The Bush Administration's brief validated VAWA and Emerson was remanded on narrow grounds by SCOTUS and went to prison. Bush failed to fight for the Second Amendment (or the Fourteenth, or the Fifth) and he failed to fight for fairness for Dr. Emerson. Instead, he made sure that the charge of the district court judge's decision was blunted, and a man unfairly treated was sent to prison so the Clintons could have their precedential "political" win.
For me....starting today, very good observation...
At some point Bush has to take the blame. He's over 7 years into his administration and he still hasn't cleared the saboteurs out of his administration. At some point, we've got to admit that the liberals are saboteurs of Bush's administration, they're part of his plan. They make his policies. They run the show.
My plan is 'no more Bushs'.
Yes, and I hope that this consensus view is the view that prevails in the Supreme Court.
” At what point to we put the blame where it belongs and call them what they are the Bush Administration?”
They became the Bush Administration when he agreed to keep them in his administration.
This is what happens when the choice is always for the lesser of two evils. You still end up with evil.
His father did the same thing, throwing away the "no new taxes" pledge to make nice with the libs, then letting them stab him in the back for doing so. This is what you always get with RINOs and Pubbie moderates. They have no fixed conservative principles, and the liberals supply alternative "principles" through their control of the media and the DC careerists. It's often hard to say whether the Bushes are just stupid (no "vision thing"), or are deliberately sabotaging the conservative movement. The latter is the effect they have had, whatever their actual motive.
“Troubling?” Yes. Unexpected? No.
And the DemocRATs are worse. Where does that leave us gunnies? Taken for granted as usual. The Republicans had the White House, the Senate and the House of Representatives and didn’t repeal any of the unconstitutional enactments we have been burdened with (I am not going to give them the undeserved title of “laws”). Not a one. I guess we know where we stand now folks.

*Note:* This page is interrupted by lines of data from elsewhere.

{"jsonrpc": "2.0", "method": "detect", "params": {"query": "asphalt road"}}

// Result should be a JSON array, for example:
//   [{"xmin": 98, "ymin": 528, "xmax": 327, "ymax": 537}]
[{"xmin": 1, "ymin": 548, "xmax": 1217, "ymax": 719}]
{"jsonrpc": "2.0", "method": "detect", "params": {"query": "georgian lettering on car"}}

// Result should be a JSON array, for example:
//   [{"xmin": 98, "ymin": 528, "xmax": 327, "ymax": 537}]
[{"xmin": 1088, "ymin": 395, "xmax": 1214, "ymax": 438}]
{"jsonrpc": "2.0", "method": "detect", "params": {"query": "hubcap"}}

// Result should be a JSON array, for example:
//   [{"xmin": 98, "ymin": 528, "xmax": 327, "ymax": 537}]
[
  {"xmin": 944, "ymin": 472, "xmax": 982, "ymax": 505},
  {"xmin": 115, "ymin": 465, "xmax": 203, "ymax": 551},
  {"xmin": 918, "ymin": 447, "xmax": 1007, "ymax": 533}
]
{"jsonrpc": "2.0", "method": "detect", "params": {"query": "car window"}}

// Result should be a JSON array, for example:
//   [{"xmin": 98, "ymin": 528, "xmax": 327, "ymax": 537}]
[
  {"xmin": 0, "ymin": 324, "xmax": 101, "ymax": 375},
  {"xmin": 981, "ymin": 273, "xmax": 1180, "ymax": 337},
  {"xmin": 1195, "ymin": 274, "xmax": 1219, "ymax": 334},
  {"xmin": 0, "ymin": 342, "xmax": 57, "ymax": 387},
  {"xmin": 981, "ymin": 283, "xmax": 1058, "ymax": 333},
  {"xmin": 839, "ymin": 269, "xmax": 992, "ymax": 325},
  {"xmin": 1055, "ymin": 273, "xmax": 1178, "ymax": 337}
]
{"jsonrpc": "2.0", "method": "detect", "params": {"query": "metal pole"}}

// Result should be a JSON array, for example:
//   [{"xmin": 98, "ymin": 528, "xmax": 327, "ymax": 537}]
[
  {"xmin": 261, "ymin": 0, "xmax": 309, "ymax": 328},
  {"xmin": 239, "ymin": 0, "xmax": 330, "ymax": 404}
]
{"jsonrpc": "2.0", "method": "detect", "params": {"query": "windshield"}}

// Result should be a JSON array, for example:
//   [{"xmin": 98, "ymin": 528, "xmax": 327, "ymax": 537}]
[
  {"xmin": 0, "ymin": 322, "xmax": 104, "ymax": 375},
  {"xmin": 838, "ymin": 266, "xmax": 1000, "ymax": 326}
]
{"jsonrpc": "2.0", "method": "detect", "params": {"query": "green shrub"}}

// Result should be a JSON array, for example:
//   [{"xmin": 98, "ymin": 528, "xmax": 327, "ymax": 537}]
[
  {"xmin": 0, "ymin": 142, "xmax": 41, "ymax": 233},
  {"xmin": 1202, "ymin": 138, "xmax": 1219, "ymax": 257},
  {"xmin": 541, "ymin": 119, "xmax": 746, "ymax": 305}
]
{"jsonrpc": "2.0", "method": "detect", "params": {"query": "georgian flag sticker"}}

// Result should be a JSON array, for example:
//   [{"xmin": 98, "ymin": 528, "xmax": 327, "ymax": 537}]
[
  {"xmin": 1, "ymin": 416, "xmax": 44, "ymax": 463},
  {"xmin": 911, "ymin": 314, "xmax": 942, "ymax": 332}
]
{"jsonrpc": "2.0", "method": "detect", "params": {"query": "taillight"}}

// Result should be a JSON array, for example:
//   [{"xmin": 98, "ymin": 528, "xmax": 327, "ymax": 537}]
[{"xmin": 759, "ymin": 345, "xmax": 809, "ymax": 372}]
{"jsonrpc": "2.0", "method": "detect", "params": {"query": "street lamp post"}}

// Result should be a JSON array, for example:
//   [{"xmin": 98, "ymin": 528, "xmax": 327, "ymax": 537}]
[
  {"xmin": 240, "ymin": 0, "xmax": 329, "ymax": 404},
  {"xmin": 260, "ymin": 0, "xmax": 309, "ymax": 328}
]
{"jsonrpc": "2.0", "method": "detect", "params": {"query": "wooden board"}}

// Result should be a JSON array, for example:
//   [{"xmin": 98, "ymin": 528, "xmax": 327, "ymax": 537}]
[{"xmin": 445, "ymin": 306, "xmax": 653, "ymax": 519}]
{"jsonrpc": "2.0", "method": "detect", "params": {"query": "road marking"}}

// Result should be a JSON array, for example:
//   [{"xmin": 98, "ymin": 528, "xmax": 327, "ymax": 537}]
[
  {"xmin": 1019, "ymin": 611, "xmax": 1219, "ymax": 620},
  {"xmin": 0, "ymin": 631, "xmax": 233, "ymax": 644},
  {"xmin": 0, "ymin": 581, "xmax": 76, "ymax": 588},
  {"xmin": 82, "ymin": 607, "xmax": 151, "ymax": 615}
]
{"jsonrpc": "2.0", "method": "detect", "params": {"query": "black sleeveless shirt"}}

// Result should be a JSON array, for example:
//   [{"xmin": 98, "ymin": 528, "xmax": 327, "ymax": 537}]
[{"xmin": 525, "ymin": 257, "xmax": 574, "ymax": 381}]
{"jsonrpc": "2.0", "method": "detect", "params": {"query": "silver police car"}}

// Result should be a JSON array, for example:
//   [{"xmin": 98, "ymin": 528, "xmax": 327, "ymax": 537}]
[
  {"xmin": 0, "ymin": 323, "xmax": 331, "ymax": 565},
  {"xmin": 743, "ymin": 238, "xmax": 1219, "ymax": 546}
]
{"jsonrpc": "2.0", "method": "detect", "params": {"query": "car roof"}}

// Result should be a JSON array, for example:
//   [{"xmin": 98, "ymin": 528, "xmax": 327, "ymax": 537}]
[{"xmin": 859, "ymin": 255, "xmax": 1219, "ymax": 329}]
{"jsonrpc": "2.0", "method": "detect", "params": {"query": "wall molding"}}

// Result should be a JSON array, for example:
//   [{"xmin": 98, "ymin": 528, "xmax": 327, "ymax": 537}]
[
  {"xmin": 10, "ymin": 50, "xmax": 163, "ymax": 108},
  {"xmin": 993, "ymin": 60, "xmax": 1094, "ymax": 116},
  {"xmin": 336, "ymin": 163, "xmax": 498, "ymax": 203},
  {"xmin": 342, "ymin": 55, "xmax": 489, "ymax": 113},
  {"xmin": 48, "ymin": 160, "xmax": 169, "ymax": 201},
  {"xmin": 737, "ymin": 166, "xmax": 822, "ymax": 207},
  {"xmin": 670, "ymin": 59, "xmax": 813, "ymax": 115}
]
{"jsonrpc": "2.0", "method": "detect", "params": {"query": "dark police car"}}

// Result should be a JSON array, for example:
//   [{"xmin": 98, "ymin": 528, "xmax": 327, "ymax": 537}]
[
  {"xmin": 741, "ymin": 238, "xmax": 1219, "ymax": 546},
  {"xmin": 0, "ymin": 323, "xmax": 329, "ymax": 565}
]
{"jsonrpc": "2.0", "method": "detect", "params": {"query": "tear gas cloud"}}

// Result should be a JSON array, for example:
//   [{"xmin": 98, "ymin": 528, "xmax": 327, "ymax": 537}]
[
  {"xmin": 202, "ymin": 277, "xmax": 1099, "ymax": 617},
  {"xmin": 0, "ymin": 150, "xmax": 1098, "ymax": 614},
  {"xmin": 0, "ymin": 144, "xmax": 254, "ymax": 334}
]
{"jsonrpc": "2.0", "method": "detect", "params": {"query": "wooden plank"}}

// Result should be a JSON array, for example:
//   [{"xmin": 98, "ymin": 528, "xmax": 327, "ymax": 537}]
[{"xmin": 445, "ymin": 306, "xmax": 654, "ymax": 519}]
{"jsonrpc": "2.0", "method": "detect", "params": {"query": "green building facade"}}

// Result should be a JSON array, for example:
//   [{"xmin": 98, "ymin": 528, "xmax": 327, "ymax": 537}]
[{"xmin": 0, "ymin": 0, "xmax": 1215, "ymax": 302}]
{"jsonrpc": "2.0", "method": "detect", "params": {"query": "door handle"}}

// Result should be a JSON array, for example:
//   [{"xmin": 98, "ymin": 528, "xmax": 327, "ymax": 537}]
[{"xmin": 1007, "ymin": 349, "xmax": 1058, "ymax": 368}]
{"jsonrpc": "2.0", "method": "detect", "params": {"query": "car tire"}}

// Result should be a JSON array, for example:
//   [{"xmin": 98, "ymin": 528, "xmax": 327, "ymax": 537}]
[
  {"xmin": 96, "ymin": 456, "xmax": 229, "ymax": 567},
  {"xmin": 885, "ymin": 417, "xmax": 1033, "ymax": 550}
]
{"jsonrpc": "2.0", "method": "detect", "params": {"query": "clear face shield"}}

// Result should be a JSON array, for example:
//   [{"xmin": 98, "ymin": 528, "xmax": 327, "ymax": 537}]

Unfortunately, there are only two left. Huckabee, who is at best a RINO, and Paul... the Crazy Libertarian Uncle.
We are SO screwed...
This is no constitution at all! I feel infringed.
Short and sweet? The Justice Department agrees with the DC Circuit's decision on an individual right to keep and bear arms. This is a major endorsement. This is also consistent with Ashcroft's 2001 memo stating an individual right and the lengthy 2004 memo from the Justice Department supporting the individual right.
The ONLY area where it differs is how the U.S. Supreme Court is to evaluate Congressional regulatory laws. The DC Circuit says that any federal law concerning guns is subject to "strict scrutiny" -- identical to federal laws regulating speech. The DOJ says they only need to be subject to a "rational basis" review by the court.
THAT'S the "short and sweet" analysis.